This project is aimed at performing a systematic analysis, providing a real breakthough, of the combined effect of wave propagation and numerical discretizations, in order to help in the development of efficient numerical methods mimicking the qualitative properties of continuous waves. This is an important issue for its many applications: irrigation channels, flexible multi-structures, aeronautic optimal design, acoustic noise reduction, electromagnetism, water waves, nonlinear optics, nanomechanics, etc. 

The superposition of the present state of the art in Partial Differential Equations (PDE) and Numerical Analysis is insufficient to understand the spurious high frequency numerical solutions that the interaction of wave propagation and numerical discretizations generates. There are some fundamental questions, as, for instance, dispersive properties, unique continuation, control and inverse problems, which are by now well understood in the context of PDE through the celebrated Strichartz and Carleman inequalities, but which are unsolved and badly understood for numerical approximation schemes.

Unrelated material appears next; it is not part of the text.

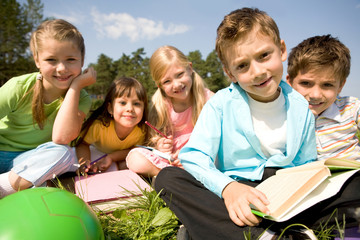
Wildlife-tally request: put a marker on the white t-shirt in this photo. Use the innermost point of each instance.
(269, 121)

The aim of this project is to systematically address some of these issues, developing new analytical and numerical tools, which require new significant developments, much beyond the frontiers of classical numerical analysis, to incorporate ideas and tools from Microlocal and Harmonic Analysis.

The research to be developed in this project will provide new analytical tools and numerical schemes. Simultaneously, it will contribute to significant progress in some applied fields in which the issues under consideration play a key role.

In parallel with the analytical and numerical analysis of these problems, a mathematical simulation platform will be set to perform computer simulations and explore and visualize some of the most relevant and complex phenomena.

Task A: A posteriori analysis techniques for the propagation of numerical waves

Task B: Dispersive properties in discrete heterogeneous media

Task C: Numerical analysis of optimal design problems

Task D: Numerical methods for flow control in the presence of shocks

Task E: Numerical versions of qualitative PDE theory